Become a Member
Life

Interview: Thomas Friedman

Why journalism’s Mr Big backs Obama

October 23, 2008 12:03
Thomas Friedman is calling for an ecological revolution. He is giving qualified support for Barack Obama as “the only green candidate”

ByDavid Herman, David Herman

5 min read

Thomas Friedman is the most famous journalist in the world. Bar none. It is not because he has won the Pulitzer Prize three times. Nor because he has written five books, some of them big bestsellers. Friedman is so influential because he writes a foreign affairs column which appears twice a week in The New York Times and which is syndicated to 100 other newspapers worldwide. Friedman is read from Cairo to Cape Town; from LA to Shanghai.

There is another reason, perhaps just as important. Friedman thinks big. He takes on big ideas - Globalisation, Terrorism and now the Environment. His book, Globalisation, The Lexus and the Olive Tree (1999), caught the moment of optimism after the end of the Cold War. He knew something was changing, all over the world, and wrote about it in clear prose, full of vivid images and catchy stories.

So was there was a moment when he began to realise that we needed a green revolution? He paused. "The eureka moment," he said, "was when I begin to think about ‘flat meets crowded'."

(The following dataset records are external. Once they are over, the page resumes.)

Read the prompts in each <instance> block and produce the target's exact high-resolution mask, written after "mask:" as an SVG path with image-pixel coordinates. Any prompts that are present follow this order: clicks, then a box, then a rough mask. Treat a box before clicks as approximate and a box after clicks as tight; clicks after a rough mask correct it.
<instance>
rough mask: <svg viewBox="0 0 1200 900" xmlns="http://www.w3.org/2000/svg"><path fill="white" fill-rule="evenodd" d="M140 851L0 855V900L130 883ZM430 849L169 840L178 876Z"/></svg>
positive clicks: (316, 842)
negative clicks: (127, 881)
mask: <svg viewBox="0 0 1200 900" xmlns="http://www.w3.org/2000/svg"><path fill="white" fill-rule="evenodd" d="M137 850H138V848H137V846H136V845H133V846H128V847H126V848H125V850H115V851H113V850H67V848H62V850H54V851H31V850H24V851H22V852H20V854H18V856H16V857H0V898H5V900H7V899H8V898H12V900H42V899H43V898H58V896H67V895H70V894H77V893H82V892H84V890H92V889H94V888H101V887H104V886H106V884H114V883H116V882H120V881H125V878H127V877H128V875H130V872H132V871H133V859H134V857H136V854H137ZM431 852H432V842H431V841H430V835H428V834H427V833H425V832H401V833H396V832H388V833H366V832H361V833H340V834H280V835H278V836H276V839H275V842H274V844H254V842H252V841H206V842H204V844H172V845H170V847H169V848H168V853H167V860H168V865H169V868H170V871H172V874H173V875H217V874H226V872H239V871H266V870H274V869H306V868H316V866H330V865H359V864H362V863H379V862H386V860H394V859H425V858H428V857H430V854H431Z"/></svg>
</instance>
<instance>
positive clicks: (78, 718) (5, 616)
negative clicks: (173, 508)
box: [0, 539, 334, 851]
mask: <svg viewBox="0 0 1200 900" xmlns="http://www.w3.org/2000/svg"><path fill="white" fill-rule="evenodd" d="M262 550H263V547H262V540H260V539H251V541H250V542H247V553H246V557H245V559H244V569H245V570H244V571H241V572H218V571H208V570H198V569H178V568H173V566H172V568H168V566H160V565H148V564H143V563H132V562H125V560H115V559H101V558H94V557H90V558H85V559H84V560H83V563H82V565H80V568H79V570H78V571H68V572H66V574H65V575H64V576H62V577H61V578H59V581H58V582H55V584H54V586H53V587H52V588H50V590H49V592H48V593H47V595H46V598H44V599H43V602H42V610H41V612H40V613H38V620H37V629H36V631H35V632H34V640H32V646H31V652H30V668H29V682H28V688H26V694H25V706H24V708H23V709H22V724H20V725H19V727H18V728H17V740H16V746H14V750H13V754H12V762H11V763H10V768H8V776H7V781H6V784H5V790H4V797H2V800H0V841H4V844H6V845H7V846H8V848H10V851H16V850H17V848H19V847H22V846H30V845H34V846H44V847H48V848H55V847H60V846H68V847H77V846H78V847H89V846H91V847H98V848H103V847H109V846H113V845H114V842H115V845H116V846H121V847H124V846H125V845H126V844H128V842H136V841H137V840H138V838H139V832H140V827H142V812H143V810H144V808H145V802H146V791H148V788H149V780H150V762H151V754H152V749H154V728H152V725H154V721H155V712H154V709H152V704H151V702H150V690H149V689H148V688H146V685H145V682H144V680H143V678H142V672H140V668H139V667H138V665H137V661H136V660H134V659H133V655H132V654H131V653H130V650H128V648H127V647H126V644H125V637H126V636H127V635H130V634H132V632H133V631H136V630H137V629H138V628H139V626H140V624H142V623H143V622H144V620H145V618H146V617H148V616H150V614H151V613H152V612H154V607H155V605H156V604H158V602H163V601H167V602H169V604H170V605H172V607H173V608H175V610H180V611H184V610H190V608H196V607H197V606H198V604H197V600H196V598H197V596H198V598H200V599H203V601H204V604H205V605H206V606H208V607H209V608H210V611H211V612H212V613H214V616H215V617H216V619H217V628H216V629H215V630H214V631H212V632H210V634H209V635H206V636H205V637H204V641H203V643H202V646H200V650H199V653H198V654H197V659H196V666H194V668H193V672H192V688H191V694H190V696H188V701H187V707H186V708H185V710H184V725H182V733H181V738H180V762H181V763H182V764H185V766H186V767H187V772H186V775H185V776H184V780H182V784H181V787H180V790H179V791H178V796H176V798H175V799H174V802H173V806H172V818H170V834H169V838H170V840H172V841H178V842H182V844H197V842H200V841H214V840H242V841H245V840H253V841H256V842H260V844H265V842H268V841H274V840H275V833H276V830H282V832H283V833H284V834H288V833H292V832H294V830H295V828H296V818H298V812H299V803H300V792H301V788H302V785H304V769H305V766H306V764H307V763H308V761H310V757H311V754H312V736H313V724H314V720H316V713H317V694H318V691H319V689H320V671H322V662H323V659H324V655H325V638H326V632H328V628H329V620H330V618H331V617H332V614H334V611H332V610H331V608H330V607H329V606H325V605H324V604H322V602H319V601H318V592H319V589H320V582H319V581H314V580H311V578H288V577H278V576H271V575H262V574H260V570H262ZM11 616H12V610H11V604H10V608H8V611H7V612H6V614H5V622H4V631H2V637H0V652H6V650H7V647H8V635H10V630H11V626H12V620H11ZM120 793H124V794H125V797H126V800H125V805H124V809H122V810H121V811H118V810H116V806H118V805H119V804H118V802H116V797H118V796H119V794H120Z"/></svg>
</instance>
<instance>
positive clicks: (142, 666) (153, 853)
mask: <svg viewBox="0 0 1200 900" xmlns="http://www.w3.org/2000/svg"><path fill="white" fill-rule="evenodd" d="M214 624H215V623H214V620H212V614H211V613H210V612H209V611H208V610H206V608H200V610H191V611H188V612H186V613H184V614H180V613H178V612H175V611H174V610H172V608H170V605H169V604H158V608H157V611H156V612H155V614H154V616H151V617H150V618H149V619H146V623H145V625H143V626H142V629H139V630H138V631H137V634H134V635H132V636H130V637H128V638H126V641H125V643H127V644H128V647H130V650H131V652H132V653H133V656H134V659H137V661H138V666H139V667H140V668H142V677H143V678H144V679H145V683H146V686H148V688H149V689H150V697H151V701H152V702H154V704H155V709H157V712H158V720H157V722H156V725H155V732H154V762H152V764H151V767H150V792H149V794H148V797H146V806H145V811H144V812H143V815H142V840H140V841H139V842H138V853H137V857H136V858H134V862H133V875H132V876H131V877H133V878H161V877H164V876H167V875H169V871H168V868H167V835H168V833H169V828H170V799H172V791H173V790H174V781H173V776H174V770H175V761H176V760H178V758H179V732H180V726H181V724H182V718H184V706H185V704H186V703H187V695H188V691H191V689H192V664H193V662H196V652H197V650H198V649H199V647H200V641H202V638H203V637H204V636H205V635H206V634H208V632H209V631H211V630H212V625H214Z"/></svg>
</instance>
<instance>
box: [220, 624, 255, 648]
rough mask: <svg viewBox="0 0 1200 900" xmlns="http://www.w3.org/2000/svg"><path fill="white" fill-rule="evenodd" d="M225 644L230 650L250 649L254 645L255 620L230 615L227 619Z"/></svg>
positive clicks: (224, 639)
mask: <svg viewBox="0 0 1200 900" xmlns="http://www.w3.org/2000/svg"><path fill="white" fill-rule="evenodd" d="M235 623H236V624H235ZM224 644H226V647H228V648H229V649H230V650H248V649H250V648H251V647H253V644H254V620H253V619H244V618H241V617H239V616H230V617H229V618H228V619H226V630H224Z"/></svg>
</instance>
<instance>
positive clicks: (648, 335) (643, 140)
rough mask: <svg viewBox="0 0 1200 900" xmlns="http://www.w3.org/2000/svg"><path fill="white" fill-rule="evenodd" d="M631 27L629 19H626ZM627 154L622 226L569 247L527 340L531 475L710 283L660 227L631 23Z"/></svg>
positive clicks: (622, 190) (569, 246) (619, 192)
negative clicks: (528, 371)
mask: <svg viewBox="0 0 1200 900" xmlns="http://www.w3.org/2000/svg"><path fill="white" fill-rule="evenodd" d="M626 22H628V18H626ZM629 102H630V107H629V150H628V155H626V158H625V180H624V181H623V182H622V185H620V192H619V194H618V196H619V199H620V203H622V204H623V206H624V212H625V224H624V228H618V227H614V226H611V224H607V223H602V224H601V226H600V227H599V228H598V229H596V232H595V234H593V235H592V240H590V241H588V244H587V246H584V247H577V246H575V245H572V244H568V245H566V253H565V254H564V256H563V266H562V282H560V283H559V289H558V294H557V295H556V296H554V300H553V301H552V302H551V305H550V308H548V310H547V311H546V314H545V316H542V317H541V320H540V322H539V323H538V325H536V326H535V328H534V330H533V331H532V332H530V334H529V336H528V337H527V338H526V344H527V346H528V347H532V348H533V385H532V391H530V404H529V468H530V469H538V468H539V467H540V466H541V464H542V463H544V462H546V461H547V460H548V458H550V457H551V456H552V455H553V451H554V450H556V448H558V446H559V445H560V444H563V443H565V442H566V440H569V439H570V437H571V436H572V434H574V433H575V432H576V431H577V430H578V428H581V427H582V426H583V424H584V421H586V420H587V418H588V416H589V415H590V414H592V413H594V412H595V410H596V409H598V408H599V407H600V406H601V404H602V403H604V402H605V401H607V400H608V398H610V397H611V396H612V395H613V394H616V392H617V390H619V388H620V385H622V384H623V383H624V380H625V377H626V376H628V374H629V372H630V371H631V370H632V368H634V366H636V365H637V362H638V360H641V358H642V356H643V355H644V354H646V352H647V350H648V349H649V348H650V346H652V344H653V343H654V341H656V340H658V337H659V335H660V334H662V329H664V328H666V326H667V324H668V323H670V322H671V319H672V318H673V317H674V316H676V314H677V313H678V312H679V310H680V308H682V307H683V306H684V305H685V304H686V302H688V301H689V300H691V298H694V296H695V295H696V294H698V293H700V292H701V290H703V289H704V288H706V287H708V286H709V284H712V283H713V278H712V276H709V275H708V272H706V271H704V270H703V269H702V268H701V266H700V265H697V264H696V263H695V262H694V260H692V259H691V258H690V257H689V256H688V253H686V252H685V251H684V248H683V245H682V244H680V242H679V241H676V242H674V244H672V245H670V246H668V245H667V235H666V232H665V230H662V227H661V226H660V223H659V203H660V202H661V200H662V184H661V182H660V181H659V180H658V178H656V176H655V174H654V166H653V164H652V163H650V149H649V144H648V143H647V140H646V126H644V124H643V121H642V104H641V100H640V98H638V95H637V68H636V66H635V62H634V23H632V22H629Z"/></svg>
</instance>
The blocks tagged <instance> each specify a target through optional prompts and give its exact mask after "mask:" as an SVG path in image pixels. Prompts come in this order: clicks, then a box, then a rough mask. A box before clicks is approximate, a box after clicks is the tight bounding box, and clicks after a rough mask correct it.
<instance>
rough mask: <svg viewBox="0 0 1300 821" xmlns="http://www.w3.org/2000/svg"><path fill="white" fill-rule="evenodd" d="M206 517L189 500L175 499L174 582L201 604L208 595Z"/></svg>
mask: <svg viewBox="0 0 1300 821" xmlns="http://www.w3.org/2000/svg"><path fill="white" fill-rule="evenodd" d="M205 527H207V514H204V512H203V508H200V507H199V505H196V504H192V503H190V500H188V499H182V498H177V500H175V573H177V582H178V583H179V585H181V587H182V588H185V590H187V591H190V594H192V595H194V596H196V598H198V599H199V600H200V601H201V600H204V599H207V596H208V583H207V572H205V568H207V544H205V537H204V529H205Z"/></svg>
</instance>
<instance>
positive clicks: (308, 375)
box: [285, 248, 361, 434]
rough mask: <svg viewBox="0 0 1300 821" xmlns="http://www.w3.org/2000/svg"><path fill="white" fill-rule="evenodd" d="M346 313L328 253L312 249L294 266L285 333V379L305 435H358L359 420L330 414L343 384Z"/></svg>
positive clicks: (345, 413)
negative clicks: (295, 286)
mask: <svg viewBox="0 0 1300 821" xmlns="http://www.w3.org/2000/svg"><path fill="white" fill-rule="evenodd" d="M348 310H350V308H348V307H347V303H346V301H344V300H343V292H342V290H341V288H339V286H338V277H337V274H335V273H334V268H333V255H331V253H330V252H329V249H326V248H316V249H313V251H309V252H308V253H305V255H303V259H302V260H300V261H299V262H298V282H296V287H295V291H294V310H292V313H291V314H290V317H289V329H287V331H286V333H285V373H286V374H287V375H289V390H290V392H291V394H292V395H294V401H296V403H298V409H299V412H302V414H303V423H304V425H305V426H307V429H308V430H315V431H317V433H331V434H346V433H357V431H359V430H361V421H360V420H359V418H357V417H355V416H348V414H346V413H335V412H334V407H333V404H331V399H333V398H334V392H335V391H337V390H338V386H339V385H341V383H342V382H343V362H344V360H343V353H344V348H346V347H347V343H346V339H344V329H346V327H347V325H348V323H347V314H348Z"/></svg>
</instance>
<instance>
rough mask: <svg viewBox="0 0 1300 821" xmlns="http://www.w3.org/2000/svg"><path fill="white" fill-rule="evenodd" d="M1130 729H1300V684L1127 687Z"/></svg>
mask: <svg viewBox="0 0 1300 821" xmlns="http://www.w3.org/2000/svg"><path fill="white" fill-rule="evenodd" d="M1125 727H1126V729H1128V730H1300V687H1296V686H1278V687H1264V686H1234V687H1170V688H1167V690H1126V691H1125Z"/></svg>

This is typical Friedman. Some people have an idea. Friedman has "eureka moments". And that usually involves grasping a very complicated new reality, something which is going on all over the world, right now, and then finding a phrase for it. For globalisation, it was the Lexus and the olive tree, new technology and old tradition. For "the green revolution" (another Friedman phrase) it is "hot, flat, and crowded."